American Water Torture
Michael Mukasey on the right won't say that the practice on the left is a form of torture.
Back when I was a kid, I used to wince whenever other kids would mention “Chinese Water Torturee”. According to the Wikipedia, the Chinese may never have engaged in the practice of randomly dripping a single drop of water onto a victim’s forehead until he went slowly insane. Calling it “Chinese” just made it seem that much more insidious. The name implied that Chinese cruelty knew no limits nor did their creativity when it came to forcing information out of others. The other implication was that Americans were far too civilized to do anything of the sort.
Let’s jump ahead forty plus years. America is actually debating whether or not “waterboarding”, a form of water torture that ups the physical danger level while not giving up any of the psychological terror, should be legal. At the end of World War 2, we labeled the practice a war crime when the Japanese did it. There have also been occasions when it was used to get confessions in our own penal system. American courts have consistently ruled that the practice is “torture” as well. In the meantime, the Bush administration hasn’t defended their practice as much as they’ve tried to keep it a “secret” option. Only those who have been “read into” the program are allegedly sufficiently qualified to evaluate the ethics of the practice.

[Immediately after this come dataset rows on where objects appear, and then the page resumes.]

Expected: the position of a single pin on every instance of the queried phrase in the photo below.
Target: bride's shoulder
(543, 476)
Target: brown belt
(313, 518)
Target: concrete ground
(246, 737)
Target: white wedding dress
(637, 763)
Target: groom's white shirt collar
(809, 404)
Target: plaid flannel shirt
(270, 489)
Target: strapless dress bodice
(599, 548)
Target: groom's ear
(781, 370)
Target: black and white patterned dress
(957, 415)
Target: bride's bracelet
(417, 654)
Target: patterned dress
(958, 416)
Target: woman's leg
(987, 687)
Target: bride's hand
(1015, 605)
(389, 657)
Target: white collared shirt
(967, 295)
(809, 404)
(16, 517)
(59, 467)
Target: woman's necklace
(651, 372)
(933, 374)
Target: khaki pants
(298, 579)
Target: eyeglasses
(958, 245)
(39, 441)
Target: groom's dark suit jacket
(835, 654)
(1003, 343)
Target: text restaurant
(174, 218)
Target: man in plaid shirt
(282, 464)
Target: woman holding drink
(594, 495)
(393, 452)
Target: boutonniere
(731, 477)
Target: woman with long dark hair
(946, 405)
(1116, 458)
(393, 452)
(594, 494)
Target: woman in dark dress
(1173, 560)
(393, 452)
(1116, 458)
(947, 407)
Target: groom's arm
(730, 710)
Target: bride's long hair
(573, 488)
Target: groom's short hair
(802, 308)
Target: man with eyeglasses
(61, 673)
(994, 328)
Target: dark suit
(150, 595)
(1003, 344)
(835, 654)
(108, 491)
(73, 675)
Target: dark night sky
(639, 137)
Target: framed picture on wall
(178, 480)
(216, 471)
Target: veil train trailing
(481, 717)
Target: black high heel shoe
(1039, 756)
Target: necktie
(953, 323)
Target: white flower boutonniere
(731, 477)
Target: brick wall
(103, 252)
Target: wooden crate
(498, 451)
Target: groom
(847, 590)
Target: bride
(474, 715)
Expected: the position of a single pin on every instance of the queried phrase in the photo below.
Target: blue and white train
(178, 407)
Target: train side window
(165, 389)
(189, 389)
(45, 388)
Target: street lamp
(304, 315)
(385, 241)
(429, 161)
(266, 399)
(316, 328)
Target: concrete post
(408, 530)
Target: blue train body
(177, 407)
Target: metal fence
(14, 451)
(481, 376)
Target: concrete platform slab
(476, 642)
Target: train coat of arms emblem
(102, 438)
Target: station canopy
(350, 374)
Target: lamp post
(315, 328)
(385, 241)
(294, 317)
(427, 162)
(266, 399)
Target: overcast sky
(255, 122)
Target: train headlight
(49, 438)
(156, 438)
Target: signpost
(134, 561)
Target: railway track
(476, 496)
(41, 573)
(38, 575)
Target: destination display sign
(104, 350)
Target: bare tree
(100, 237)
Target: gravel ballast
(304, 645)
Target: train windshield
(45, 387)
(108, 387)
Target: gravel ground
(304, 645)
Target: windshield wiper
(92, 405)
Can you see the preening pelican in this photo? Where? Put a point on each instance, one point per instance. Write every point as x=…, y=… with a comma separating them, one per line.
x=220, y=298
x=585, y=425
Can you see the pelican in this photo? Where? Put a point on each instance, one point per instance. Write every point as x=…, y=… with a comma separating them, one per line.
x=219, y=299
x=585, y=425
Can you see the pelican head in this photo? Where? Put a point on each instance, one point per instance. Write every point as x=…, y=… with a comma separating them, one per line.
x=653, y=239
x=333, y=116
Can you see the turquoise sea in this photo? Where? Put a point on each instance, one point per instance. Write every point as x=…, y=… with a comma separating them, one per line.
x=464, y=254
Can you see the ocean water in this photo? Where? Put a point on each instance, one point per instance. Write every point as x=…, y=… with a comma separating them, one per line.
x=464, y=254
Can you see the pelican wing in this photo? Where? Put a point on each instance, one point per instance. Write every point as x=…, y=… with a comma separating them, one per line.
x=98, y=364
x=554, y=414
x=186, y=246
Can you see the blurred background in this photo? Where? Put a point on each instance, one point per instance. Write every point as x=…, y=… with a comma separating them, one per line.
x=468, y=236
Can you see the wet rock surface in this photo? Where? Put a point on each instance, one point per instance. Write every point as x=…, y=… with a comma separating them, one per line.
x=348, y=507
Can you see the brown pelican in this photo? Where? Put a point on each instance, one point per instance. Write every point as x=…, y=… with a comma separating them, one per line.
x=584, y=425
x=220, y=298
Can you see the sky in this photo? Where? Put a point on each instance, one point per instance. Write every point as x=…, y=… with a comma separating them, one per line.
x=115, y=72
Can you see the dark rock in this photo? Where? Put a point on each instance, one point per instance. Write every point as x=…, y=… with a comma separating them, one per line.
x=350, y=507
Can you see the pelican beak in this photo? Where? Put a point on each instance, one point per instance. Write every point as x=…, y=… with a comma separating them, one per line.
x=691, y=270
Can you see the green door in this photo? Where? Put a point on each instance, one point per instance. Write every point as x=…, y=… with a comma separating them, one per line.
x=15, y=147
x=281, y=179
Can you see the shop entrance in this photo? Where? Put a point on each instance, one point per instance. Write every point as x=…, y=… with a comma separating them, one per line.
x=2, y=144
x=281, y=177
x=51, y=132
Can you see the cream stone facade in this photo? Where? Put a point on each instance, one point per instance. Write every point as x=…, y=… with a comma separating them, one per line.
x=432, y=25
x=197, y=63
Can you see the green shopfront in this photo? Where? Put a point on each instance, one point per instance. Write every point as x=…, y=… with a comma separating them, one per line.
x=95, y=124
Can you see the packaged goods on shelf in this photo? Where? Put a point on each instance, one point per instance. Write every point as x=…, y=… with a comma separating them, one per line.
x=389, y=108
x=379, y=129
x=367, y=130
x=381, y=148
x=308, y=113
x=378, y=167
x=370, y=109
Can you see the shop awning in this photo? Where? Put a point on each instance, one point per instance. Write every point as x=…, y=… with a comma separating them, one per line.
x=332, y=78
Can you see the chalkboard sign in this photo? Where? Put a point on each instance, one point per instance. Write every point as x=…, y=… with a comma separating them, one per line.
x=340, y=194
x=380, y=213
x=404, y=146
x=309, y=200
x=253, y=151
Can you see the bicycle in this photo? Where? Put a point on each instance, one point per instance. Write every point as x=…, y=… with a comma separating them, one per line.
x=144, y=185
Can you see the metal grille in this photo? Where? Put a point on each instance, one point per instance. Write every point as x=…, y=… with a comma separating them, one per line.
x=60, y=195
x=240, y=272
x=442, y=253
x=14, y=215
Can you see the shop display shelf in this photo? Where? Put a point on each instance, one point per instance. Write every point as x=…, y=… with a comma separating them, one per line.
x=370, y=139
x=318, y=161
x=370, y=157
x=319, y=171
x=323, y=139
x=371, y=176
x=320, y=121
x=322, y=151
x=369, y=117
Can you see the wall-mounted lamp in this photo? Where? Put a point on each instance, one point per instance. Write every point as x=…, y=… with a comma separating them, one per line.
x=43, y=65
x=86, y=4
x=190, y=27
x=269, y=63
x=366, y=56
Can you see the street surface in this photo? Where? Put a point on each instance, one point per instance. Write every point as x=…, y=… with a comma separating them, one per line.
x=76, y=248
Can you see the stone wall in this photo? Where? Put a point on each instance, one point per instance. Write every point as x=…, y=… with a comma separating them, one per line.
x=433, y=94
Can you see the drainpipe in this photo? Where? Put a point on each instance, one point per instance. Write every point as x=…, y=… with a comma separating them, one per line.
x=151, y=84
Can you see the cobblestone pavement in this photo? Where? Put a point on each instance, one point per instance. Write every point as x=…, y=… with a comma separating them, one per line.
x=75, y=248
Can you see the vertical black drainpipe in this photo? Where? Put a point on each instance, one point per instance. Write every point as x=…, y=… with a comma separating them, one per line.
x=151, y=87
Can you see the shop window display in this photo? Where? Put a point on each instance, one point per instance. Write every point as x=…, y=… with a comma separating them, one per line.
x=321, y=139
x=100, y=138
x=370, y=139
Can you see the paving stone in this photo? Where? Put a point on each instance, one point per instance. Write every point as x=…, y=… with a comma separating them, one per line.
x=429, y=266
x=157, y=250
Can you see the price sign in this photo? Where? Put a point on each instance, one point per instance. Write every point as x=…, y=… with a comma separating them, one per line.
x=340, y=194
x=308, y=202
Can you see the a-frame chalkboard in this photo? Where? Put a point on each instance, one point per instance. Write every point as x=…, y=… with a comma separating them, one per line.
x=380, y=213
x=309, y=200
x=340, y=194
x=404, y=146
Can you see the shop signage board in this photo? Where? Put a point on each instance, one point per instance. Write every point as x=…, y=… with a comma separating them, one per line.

I have to say that I’m disappointed. It strikes me that Americans should be proud of their war on freedom or is it our war in defense of freedom? That means the Bush administration should take the credit it’s due. The world needs to start referring to the practice of drowning people until they think they’re going to die as “American Water Torture”.
The practice isn't strictly American in orgin. Apparently it was used by the Spanish Inquisition, the Nazis, the Japanese Kempaitai during World War 2, the Khmer Rouge, and the Dutch East India Company. It would be a real coup, if America can have the honor of having the practice named for our much younger culture. In the meantime, the other cultures that have practiced it aren't especially anxious to take ownership of the tradition. That's lucky for us, I guess.
Maybe then, a generation from now, children all over the world will be playing soldiers and they can threaten one another with “American Water Torture”. They will say, “When Americans go to war, they’re as cruel as any other culture. They observe no limits.”
American children will then feel as good about the name “American Water Torture” as I did when the other kids used to refer to “Chinse Water Torture.”